The cURL project, a fundamental internet library used by billions of devices, is ending its bug bounty program at the end of January 2026. The decision, announced by maintainer Daniel Stenberg, is a direct response to a deluge of low-quality, AI-generated bug reports that have overwhelmed the project's volunteer maintainers.
Stenberg has been vocal about the problem for over a year, coining the phrase "death by a thousand slops" to describe the cumulative burden of these reports. "AI slop and bad reports in general have been increasing even more lately, so we have to try to brake the flood in order not to drown," Stenberg told Swedish electronics industry news site Elektroniktidningen. The core issue is time: determining whether an AI-generated report is nonsense, an exaggeration, or a genuine but misunderstood finding requires significant manual effort.
The bounty program, which has paid out over $101,020 across 87 reports since its inception, was intended to incentivize security researchers to find and report vulnerabilities.
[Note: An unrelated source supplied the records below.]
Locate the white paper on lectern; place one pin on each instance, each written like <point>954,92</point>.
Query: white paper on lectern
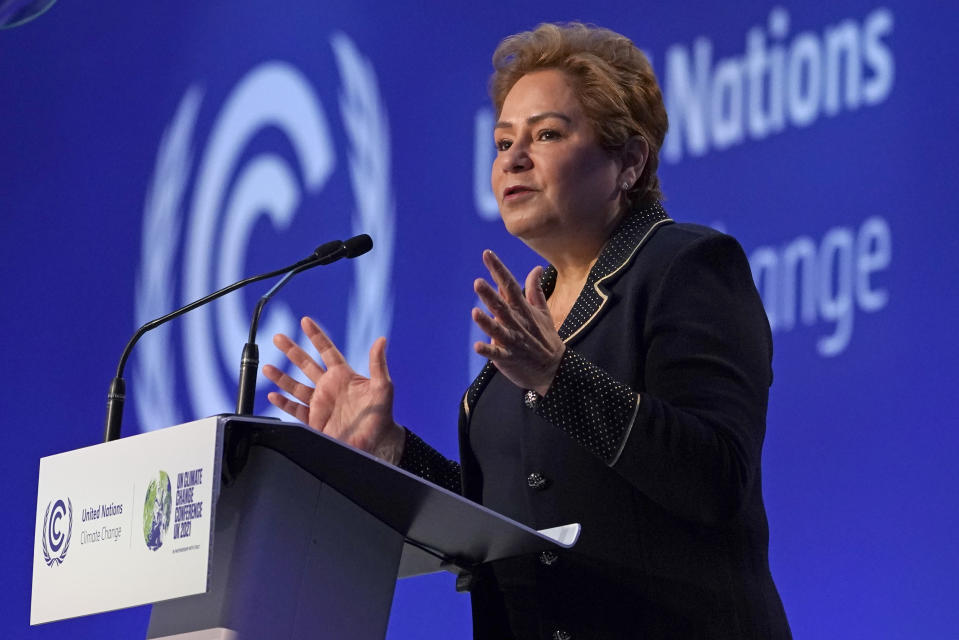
<point>104,539</point>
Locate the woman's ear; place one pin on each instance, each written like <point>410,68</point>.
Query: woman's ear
<point>634,155</point>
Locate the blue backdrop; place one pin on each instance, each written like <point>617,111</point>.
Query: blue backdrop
<point>151,153</point>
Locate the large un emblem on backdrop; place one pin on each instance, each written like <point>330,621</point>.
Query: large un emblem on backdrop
<point>212,227</point>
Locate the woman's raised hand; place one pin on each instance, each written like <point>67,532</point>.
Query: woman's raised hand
<point>342,404</point>
<point>524,345</point>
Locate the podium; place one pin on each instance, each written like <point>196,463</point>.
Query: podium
<point>309,535</point>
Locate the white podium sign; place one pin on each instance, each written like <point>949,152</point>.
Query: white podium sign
<point>126,523</point>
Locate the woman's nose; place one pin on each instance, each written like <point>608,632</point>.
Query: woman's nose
<point>517,159</point>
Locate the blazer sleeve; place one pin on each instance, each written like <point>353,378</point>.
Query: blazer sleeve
<point>423,460</point>
<point>691,441</point>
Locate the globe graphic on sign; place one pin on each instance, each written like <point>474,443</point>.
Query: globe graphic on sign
<point>156,510</point>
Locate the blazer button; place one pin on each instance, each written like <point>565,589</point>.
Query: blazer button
<point>537,480</point>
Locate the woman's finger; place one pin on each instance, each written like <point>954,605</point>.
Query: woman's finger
<point>492,352</point>
<point>534,292</point>
<point>378,369</point>
<point>495,330</point>
<point>303,361</point>
<point>508,286</point>
<point>493,301</point>
<point>294,387</point>
<point>324,346</point>
<point>295,409</point>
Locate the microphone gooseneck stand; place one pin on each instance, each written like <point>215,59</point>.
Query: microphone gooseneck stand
<point>324,254</point>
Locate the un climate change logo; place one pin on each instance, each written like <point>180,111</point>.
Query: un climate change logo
<point>205,204</point>
<point>53,540</point>
<point>156,511</point>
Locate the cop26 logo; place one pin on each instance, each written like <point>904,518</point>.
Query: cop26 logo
<point>54,542</point>
<point>157,507</point>
<point>233,191</point>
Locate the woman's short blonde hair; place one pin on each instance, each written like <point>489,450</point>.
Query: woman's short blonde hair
<point>612,77</point>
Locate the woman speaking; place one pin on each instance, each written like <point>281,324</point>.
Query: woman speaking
<point>627,382</point>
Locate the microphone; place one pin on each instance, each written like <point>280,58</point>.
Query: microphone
<point>324,254</point>
<point>250,358</point>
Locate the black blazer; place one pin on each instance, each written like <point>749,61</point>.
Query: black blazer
<point>650,437</point>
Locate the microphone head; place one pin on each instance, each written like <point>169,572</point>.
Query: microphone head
<point>358,245</point>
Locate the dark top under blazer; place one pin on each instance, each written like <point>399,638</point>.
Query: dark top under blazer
<point>650,436</point>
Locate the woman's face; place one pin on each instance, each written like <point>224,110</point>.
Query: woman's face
<point>550,176</point>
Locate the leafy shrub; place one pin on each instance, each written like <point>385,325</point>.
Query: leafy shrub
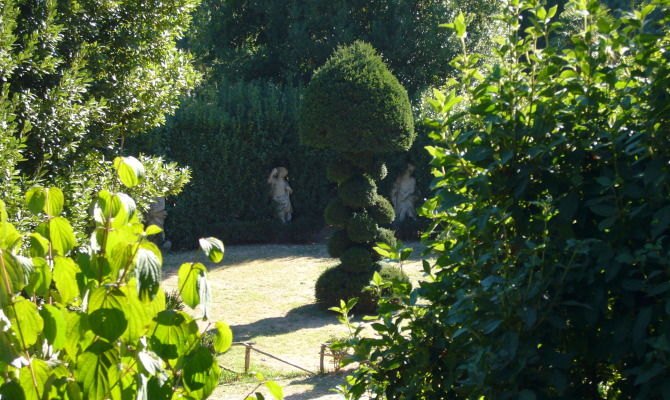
<point>231,135</point>
<point>355,106</point>
<point>551,215</point>
<point>92,322</point>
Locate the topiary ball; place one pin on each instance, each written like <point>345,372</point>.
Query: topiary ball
<point>354,103</point>
<point>336,213</point>
<point>358,192</point>
<point>338,243</point>
<point>386,236</point>
<point>361,228</point>
<point>357,259</point>
<point>381,211</point>
<point>339,170</point>
<point>337,284</point>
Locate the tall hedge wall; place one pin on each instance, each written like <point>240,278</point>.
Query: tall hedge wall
<point>232,134</point>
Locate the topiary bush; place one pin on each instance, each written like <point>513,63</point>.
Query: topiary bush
<point>355,106</point>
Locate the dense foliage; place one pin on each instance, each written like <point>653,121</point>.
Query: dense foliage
<point>89,321</point>
<point>232,135</point>
<point>355,106</point>
<point>551,222</point>
<point>76,78</point>
<point>286,41</point>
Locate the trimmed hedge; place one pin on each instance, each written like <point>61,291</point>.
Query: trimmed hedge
<point>232,134</point>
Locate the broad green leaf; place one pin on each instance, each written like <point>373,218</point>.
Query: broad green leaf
<point>97,370</point>
<point>459,25</point>
<point>36,198</point>
<point>59,232</point>
<point>12,390</point>
<point>9,236</point>
<point>3,212</point>
<point>130,170</point>
<point>39,280</point>
<point>39,245</point>
<point>173,333</point>
<point>108,323</point>
<point>201,372</point>
<point>54,202</point>
<point>148,273</point>
<point>65,276</point>
<point>26,321</point>
<point>55,327</point>
<point>223,337</point>
<point>188,282</point>
<point>153,230</point>
<point>213,248</point>
<point>275,390</point>
<point>12,277</point>
<point>34,389</point>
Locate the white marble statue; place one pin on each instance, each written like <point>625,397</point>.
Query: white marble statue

However, the financial incentive has apparently been co-opted by automated systems and individuals using AI tools to generate speculative reports without proper validation. While Stenberg acknowledges that over 100 legitimate, AI-assisted reports have led to corrections, the overwhelming majority are "pure nonsense."
The move has drawn support from Joshua Rogers, a well-known bug hunter who himself uses AI tools to assist his research. In a 2025 year-end post and subsequent comments to Elektroniktidningen, Rogers called the termination "a good move and worth a bigger consideration by others." He argues that the primary incentive for skilled researchers isn't the money, but the reputation. "The real incentive for finding a vulnerability in cURL is the fame ('brand is priceless'), not the hundred or few thousand dollars," Rogers stated, noting that a $10,000 maximum bounty is "not a lot of money in the grand scheme of things, for somebody capable of finding a critical vulnerability in curl."
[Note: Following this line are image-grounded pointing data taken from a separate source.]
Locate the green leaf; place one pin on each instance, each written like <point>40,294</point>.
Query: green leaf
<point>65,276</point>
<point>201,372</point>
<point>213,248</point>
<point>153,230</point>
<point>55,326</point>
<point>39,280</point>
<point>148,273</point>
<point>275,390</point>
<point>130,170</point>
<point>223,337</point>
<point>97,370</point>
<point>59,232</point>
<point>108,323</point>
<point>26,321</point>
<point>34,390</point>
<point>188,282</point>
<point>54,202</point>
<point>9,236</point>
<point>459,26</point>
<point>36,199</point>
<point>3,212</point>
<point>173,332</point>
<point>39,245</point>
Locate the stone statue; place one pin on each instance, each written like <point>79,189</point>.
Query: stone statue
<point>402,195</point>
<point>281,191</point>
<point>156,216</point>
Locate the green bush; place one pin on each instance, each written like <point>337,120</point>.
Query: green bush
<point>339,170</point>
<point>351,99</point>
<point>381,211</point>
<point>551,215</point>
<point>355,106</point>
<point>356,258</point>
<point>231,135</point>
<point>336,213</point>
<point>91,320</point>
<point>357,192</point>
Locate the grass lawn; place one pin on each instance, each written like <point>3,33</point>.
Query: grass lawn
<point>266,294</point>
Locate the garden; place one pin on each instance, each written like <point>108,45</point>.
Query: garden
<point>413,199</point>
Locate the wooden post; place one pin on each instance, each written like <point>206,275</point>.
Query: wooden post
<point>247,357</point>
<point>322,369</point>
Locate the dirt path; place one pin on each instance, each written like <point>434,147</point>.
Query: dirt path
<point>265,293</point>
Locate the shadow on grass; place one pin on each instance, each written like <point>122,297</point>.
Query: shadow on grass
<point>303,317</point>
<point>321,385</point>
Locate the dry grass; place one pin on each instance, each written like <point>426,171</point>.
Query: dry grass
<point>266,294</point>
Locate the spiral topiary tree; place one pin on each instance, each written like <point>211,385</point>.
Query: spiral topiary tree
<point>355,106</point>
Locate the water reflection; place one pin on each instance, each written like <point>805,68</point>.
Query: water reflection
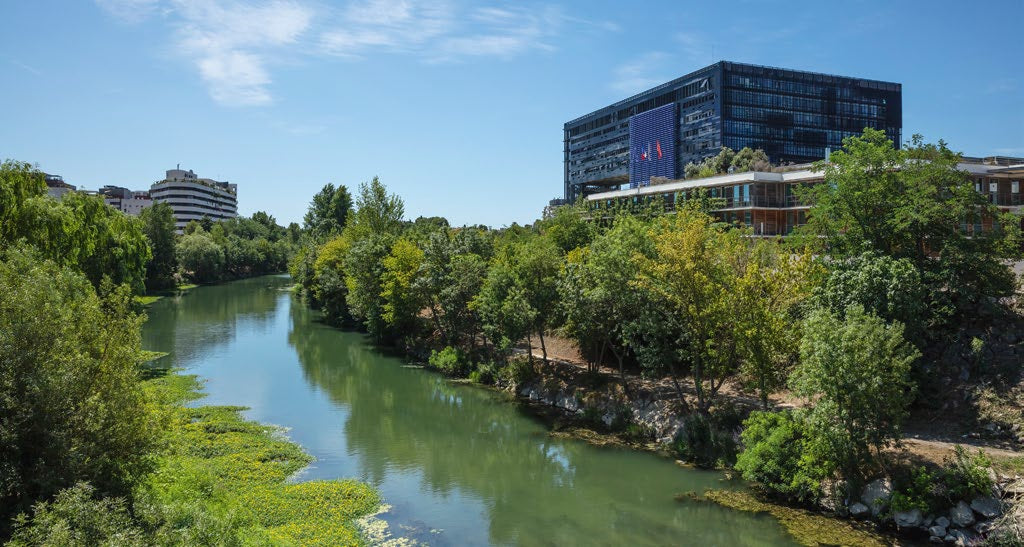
<point>460,465</point>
However, Rogers also acknowledged the nuanced impact of bounties across different socio-economic contexts. "The value of a bounty is not the same for every reporter -- in low socio-economic locations, a reward which would be the cost of lunch in Sweden can be massive," he said. This highlights a tension in open-source security: while bounties can democratize participation, they also lower the barrier for spam.
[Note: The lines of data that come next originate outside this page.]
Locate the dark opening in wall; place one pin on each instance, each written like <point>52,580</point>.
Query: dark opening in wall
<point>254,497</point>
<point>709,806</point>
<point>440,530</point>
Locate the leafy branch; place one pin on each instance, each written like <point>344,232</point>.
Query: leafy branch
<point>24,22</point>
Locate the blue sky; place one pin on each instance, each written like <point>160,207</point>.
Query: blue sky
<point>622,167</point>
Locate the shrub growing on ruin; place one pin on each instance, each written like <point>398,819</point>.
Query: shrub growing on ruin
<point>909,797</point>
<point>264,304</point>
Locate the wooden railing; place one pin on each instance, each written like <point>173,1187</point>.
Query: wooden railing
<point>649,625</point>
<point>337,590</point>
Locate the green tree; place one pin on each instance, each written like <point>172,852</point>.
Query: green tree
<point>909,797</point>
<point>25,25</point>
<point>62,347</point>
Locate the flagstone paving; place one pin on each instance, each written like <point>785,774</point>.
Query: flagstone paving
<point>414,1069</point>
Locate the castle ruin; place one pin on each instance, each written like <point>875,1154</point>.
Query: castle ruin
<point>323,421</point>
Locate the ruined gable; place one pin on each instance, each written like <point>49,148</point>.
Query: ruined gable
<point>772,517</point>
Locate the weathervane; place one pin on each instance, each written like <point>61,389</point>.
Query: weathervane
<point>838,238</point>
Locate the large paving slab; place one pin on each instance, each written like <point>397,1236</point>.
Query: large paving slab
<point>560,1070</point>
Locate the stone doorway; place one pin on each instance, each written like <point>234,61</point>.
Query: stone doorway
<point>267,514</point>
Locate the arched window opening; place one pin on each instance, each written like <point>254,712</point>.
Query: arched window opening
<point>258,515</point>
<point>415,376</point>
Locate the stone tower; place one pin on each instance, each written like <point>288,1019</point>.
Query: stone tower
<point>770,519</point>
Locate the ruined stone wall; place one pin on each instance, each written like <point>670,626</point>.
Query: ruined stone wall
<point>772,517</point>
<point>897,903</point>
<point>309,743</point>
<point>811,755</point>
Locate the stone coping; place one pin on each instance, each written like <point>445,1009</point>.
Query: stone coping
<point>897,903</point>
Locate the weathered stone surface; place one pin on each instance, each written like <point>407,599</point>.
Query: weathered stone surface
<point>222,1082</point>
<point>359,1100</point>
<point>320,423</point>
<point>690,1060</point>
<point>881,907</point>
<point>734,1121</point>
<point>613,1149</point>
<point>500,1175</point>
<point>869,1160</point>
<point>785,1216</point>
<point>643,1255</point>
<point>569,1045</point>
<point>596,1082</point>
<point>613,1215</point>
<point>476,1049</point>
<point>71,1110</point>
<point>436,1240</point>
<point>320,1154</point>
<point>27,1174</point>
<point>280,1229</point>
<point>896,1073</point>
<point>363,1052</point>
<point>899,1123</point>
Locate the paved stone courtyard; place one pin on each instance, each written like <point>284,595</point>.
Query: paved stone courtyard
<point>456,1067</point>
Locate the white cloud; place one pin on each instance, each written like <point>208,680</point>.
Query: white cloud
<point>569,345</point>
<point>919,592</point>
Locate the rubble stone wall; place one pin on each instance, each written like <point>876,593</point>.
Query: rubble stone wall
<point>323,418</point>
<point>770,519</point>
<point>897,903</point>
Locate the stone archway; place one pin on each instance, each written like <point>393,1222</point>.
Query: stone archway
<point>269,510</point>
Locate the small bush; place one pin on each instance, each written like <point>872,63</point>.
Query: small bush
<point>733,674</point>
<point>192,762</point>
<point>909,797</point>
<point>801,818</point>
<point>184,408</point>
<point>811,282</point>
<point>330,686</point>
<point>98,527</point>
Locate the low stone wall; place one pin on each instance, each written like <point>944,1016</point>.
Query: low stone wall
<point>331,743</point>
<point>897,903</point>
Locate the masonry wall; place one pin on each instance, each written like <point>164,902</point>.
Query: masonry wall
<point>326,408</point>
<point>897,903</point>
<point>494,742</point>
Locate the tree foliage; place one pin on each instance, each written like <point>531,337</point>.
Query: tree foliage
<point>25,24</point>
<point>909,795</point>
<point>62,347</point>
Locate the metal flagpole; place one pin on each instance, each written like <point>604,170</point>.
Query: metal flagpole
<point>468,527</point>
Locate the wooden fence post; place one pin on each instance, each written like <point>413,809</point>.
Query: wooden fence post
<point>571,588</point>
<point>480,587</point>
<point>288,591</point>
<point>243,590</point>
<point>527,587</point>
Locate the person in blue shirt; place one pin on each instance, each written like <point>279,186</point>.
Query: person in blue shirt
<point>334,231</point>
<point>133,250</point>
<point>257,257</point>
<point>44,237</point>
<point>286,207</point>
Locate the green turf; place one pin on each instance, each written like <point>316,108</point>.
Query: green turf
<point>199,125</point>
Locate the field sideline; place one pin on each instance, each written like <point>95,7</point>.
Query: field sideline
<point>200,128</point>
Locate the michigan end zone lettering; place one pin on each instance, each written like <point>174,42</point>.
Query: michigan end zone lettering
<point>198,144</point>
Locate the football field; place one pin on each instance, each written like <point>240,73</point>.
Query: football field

The cURL case is not isolated. Many open-source projects face similar challenges. The core problem is a misalignment of incentives. Automated tools can generate plausible-sounding reports with minimal effort, while the cost of verification falls entirely on the project maintainers. Removing the financial incentive for raw report submission shifts the burden back to the reporter to ensure their finding is valid and significant before submitting it.
This decision forces a reevaluation of how open-source projects manage external contributions. It suggests a potential shift towards reputation-based systems or more stringent submission requirements. For projects considering similar measures, the key will be balancing the need for genuine security reports with the need to filter out automated noise. The cURL project's move is a pragmatic, if drastic, step to preserve maintainer sanity and focus on substantive contributions.